Estimating nitrogen and phosphorus concentrations in streams and rivers across the contiguous United States: a machine learning framework
- Published
- Accepted
- Subject Areas
- Biochemistry, Freshwater Biology, Aquatic and Marine Chemistry, Environmental Contamination and Remediation, Spatial and Geographic Information Science
- Keywords
- Nitrogen, Phosphorus, freshwater quality, freshwater biochemistry, nutrients, machine learning
- Copyright
- © 2019 Shen et al.
- Licence
- This is an open access article distributed under the terms of the Creative Commons Attribution License, which permits unrestricted use, distribution, reproduction and adaptation in any medium and for any purpose provided that it is properly attributed. For attribution, the original author(s), title, publication source (PeerJ Preprints) and either DOI or URL of the article must be cited.
- Cite this article
- 2019. Estimating nitrogen and phosphorus concentrations in streams and rivers across the contiguous United States: a machine learning framework. PeerJ Preprints 7:e27585v1 https://doi.org/10.7287/peerj.preprints.27585v1
Abstract
Nitrogen (N) and Phosphorus (P) are essential nutrients for life processes in water bodies but in excessive quantities, they are a significant source of aquatic pollution. Eutrophication has now become widespread due to such an imbalance, and is largely attributed to anthropogenic activity. In view of this phenomenon, we present a new dataset and statistical method for estimating and mapping elemental and compound con- centrations of N and P at a resolution of 30 arc-seconds (∼1 km) for the conterminous US. The model is based on a Random Forest (RF) machine learning algorithm that was fitted with environmental variables and seasonal N and P concentration observations from 230,000 stations spanning across US stream networks. Accounting for spatial and temporal variability offers improved accuracy in the analysis of N and P cycles. The algorithm has been validated with an internal and external validation procedure that is able to explain 70-83% of the variance in the model.

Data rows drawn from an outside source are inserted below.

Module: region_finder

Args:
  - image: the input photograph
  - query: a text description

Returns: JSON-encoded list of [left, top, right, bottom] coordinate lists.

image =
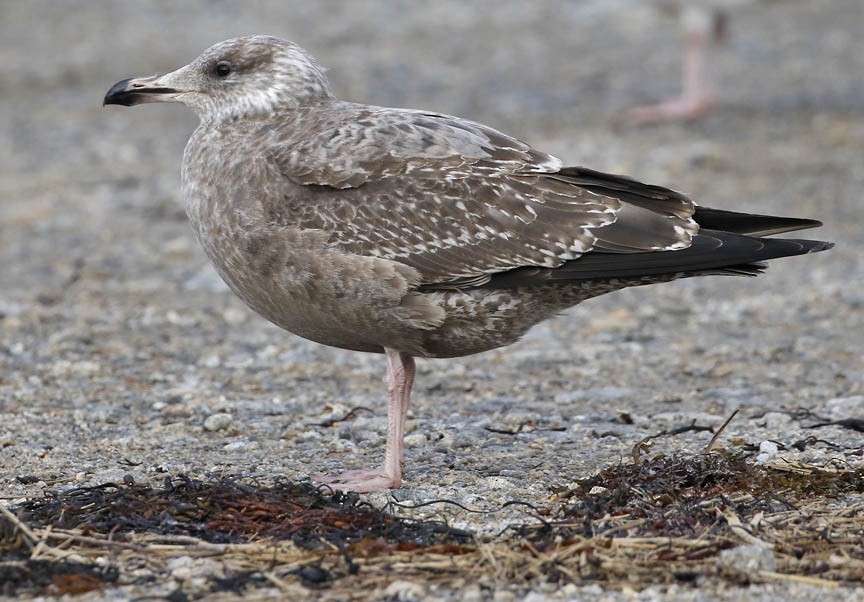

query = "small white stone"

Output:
[[204, 412, 234, 432], [222, 439, 258, 451]]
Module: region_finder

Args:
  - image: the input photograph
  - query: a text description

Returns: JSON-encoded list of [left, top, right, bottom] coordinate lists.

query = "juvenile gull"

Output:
[[105, 36, 831, 492]]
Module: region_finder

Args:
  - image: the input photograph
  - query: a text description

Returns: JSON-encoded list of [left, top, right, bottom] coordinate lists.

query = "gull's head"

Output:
[[104, 36, 333, 121]]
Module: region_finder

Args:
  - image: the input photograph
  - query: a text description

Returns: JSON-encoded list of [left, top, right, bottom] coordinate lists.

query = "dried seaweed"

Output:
[[0, 453, 864, 600]]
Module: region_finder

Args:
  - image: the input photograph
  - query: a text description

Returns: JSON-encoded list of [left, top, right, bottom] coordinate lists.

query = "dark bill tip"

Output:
[[102, 77, 177, 107]]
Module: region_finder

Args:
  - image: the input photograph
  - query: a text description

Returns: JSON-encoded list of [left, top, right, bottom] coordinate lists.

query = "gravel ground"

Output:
[[0, 0, 864, 600]]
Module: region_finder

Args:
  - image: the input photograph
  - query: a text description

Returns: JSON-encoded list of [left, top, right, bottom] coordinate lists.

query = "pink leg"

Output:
[[629, 8, 720, 124], [312, 348, 416, 493]]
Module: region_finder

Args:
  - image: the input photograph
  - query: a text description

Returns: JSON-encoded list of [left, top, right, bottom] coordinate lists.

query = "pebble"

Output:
[[718, 544, 777, 577], [204, 412, 234, 433]]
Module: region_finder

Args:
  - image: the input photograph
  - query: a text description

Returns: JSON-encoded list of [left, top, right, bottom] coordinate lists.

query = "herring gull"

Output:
[[104, 36, 831, 492]]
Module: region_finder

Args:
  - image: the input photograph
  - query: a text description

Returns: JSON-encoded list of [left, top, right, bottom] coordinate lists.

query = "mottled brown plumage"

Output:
[[105, 36, 830, 491]]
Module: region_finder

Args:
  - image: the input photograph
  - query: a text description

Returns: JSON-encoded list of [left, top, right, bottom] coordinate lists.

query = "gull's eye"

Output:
[[216, 61, 231, 77]]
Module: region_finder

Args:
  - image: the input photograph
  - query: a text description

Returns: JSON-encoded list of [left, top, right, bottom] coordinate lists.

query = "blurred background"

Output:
[[0, 0, 864, 487]]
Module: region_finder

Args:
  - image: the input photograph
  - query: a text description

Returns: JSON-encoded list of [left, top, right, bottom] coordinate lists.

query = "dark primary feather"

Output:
[[271, 103, 697, 286]]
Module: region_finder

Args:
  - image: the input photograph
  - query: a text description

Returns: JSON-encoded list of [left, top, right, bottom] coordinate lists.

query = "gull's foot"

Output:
[[627, 96, 717, 124], [311, 470, 402, 493]]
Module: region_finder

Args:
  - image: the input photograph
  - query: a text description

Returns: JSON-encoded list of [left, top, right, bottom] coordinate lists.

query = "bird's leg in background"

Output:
[[312, 347, 416, 493], [629, 7, 726, 123]]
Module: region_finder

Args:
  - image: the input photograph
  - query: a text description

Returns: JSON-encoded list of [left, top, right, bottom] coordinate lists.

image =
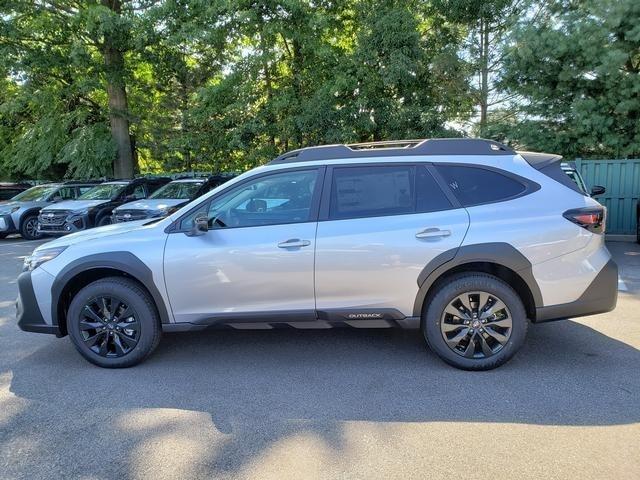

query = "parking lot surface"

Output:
[[0, 238, 640, 480]]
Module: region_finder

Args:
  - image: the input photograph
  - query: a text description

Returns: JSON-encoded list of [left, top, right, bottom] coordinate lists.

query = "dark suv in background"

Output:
[[112, 174, 236, 223], [38, 177, 170, 235], [0, 182, 31, 202], [0, 180, 100, 240]]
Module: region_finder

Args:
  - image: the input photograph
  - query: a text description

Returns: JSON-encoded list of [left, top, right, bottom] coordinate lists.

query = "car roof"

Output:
[[268, 138, 516, 165], [171, 178, 207, 183]]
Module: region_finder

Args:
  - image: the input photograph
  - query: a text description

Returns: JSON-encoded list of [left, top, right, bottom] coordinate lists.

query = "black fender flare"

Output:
[[413, 242, 543, 317], [51, 252, 170, 325], [16, 207, 43, 230]]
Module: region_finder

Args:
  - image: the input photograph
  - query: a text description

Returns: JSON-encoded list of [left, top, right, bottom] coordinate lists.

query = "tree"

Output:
[[490, 0, 640, 158]]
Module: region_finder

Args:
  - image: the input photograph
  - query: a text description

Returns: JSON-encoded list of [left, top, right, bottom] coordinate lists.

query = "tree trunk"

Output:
[[102, 0, 135, 178], [480, 18, 489, 136]]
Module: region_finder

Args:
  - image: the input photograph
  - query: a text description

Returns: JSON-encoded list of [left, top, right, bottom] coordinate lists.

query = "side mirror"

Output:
[[187, 216, 209, 237]]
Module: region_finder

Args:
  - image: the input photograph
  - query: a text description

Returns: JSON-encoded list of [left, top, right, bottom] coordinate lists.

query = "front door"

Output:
[[164, 168, 322, 326], [315, 164, 469, 326]]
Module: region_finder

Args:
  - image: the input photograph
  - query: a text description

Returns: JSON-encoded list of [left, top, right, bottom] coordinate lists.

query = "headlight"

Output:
[[23, 247, 67, 272], [0, 206, 20, 215]]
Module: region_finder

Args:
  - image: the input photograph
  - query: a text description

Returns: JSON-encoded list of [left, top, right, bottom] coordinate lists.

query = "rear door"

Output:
[[315, 164, 469, 326]]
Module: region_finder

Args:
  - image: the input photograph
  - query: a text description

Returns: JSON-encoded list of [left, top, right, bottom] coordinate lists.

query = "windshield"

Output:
[[78, 183, 127, 200], [149, 182, 203, 200], [11, 185, 60, 202]]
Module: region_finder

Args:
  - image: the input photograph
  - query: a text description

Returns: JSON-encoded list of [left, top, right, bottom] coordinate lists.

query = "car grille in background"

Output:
[[114, 210, 147, 223], [38, 210, 70, 226]]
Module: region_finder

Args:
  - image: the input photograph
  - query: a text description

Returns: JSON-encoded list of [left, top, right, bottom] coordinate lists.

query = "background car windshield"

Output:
[[12, 185, 60, 202], [78, 183, 126, 200], [149, 182, 203, 200]]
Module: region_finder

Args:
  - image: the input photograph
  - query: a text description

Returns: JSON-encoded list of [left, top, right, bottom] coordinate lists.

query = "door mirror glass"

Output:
[[187, 214, 209, 237]]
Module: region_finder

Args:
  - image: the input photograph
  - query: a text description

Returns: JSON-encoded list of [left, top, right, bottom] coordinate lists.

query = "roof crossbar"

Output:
[[269, 138, 515, 165]]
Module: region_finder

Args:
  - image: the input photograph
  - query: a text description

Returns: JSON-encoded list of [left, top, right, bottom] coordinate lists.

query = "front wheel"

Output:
[[20, 215, 42, 240], [67, 277, 162, 368], [422, 273, 528, 370]]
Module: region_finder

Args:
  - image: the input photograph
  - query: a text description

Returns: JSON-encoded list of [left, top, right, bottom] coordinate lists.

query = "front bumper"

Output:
[[0, 213, 18, 234], [16, 272, 61, 336], [536, 259, 618, 322], [38, 215, 89, 236]]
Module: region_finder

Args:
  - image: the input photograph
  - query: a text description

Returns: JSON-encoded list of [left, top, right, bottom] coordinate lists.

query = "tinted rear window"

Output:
[[436, 165, 527, 207], [329, 165, 451, 219]]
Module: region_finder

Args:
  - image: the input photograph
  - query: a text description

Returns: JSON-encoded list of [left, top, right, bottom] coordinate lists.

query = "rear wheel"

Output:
[[67, 277, 161, 368], [422, 273, 528, 370], [20, 215, 42, 240]]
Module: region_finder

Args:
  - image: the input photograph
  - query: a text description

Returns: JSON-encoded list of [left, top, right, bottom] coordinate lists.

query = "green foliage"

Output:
[[0, 0, 640, 178], [489, 0, 640, 158]]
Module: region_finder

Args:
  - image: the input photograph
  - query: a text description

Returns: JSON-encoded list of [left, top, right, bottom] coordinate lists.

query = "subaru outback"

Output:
[[17, 139, 617, 370]]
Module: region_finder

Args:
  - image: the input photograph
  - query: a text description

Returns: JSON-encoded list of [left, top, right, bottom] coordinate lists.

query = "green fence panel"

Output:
[[576, 159, 640, 235]]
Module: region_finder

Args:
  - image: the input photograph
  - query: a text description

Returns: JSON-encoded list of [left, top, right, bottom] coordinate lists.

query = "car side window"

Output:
[[180, 169, 318, 230], [51, 187, 76, 200], [436, 165, 527, 207], [329, 165, 415, 219]]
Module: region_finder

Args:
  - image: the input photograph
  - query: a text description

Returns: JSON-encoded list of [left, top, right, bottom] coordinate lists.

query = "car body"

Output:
[[38, 177, 170, 236], [0, 180, 100, 240], [111, 174, 235, 223], [0, 182, 32, 202], [17, 139, 617, 370]]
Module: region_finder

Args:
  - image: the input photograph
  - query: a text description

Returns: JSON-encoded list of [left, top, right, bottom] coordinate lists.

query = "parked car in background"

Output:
[[0, 182, 31, 202], [17, 139, 618, 370], [112, 174, 235, 223], [0, 181, 100, 240], [38, 177, 171, 235]]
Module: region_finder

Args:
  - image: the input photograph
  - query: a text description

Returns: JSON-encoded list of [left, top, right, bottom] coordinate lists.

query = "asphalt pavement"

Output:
[[0, 238, 640, 480]]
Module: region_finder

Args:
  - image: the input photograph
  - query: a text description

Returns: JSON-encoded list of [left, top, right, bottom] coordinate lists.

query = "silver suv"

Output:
[[17, 139, 617, 370]]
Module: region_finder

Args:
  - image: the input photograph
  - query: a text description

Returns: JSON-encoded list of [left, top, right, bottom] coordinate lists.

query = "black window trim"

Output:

The dataset is ready for use as input in a variety of environmental models and analyses, and the methodological framework can be applied to large-scale studies on N and P pollution, which include water quality, species distribution and water ecology research worldwide.
Author Comment
Preprint of a manuscript submitted to Nature Scientific Data
Estimation of Nitrogen (N) and Phosphorus (P) concentration at a resolution of 30 arc-seconds (∼1 km) for the conterminous US. Assess predictors importance and spatial correlation among N & P vs agriculture and urban land cover.